The project was prepared at Fontevraud Abbey in France, where it was also premiered. It was also performed at the opening of the Montecarlo Festival and in the Metz Arsenal and Sully festivals.
The next shows will be at the France Festival and the Tour Festival in France, followed by three concerts at the Palais de Beaux Arts in Brussels, all coming this September, when the repertoire will also be released as an album.

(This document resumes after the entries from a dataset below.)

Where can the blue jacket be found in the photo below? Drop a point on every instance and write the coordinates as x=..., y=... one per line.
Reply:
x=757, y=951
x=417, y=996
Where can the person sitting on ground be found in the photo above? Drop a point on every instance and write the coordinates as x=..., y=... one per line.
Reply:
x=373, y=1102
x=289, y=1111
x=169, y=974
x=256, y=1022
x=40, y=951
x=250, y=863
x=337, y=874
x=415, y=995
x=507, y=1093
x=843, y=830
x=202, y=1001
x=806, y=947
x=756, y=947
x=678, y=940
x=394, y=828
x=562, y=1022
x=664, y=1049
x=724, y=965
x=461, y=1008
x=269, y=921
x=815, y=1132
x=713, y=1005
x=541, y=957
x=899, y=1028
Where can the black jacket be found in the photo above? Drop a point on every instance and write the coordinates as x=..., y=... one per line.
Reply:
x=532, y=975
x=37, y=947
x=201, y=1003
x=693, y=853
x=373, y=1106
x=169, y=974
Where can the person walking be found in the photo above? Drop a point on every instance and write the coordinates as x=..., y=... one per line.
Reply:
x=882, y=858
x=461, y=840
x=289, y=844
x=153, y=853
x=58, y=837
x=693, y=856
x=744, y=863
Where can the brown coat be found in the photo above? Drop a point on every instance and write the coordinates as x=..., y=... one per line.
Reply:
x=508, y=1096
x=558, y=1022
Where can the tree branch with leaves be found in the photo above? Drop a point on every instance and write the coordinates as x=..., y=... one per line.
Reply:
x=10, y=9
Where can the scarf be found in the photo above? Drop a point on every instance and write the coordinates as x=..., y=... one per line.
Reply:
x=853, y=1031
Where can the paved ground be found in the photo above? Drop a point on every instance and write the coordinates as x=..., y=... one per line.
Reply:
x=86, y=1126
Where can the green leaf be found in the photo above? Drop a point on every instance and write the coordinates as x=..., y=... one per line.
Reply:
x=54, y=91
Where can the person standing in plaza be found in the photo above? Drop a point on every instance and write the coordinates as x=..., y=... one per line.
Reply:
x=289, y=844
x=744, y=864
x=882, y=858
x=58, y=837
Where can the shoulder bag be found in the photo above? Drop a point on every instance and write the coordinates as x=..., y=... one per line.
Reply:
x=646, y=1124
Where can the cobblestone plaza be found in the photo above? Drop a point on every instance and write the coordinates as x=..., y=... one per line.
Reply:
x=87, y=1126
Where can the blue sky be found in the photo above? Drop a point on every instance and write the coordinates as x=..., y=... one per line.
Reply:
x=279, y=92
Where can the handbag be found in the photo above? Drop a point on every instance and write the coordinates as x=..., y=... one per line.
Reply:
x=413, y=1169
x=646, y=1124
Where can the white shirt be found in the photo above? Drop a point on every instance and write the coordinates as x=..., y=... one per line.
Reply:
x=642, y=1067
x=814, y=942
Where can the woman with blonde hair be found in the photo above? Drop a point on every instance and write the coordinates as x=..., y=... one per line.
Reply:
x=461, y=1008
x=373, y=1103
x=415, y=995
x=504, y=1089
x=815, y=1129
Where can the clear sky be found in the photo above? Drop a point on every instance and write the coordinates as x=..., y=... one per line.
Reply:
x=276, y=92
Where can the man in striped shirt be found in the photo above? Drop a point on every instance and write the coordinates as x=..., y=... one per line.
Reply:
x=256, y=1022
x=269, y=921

The Kudsi Ergüner Ensemble’s history

The Kudsi Ergüner Ensemble was founded in 1979 with the objective of promoting Ottoman music and its living masters in international music circles. Since then, the ensemble has given concerts extensively around the world in collaboration with such eminent musicians as Bekir Sıtkı Sezgin, Necded Yaşar, Hüsnü Anıl, Cüneyd Orhon, İhsan Özgen, Abdi Coşkun, Alaeddin Yavaşça, Erol Deran, Yusuf Bilgin, Aziz Bahriyeli and Fevzi Mısır, performing Ottoman music and Sufi rituals. As of 1992, the ensemble has enjoyed the contribution of promising young musicians such as Derya Turkan, Hakan Güngör, Mehmet Bitmez, Yurdal Tokcan, Yunus Balcıoğlu, Murat Aydemir, Bora Uymaz, Alper Uzkur, Şükrü Kabacı, Hamdi Akatay and Bruno Caillat in over 1,000 concerts. The Erguner Ensemble, while unearthing the long-forgotten works of the past, continuously develops new projects and works in cooperation with renowned musicians, including Renaud Garcia Fons, Michel Godard, Bojan Z, Cristof Lauer, Markus Stockhausen, Mark Nauseef, Chriss Jenings, Patrice Herald, Ami Flammer, Yves Robert and Arild Andersen.

Who is Kudsi Ergüner?

Kudsi Ergüner is the only musician raised by one of the last representatives of the classical nay school, Ulvi Ergüner. He is internationally renowned for his performances and recordings of the Ottoman and Sufi music, which owe their universal position today mostly to him. His research on traditional music has not been limited to Turkey either, having spanned India, Pakistan, Afghanistan, Japan and North Africa. He has released over a hundred albums covering a variety of subjects, works or projects and his three books published in France were translated into various languages. The musicians with whom he has collaborated include Peter Brook, Carolyn Carlson, Maurice Béjart, Peter Gabriel, Robert Wilson, Georges Aperghis, Tony Gatliff, Didier Lockwood, Michel Portal, Marc Minkowski, Fazıl Say, Cristoph Lauer, and Michel Godard.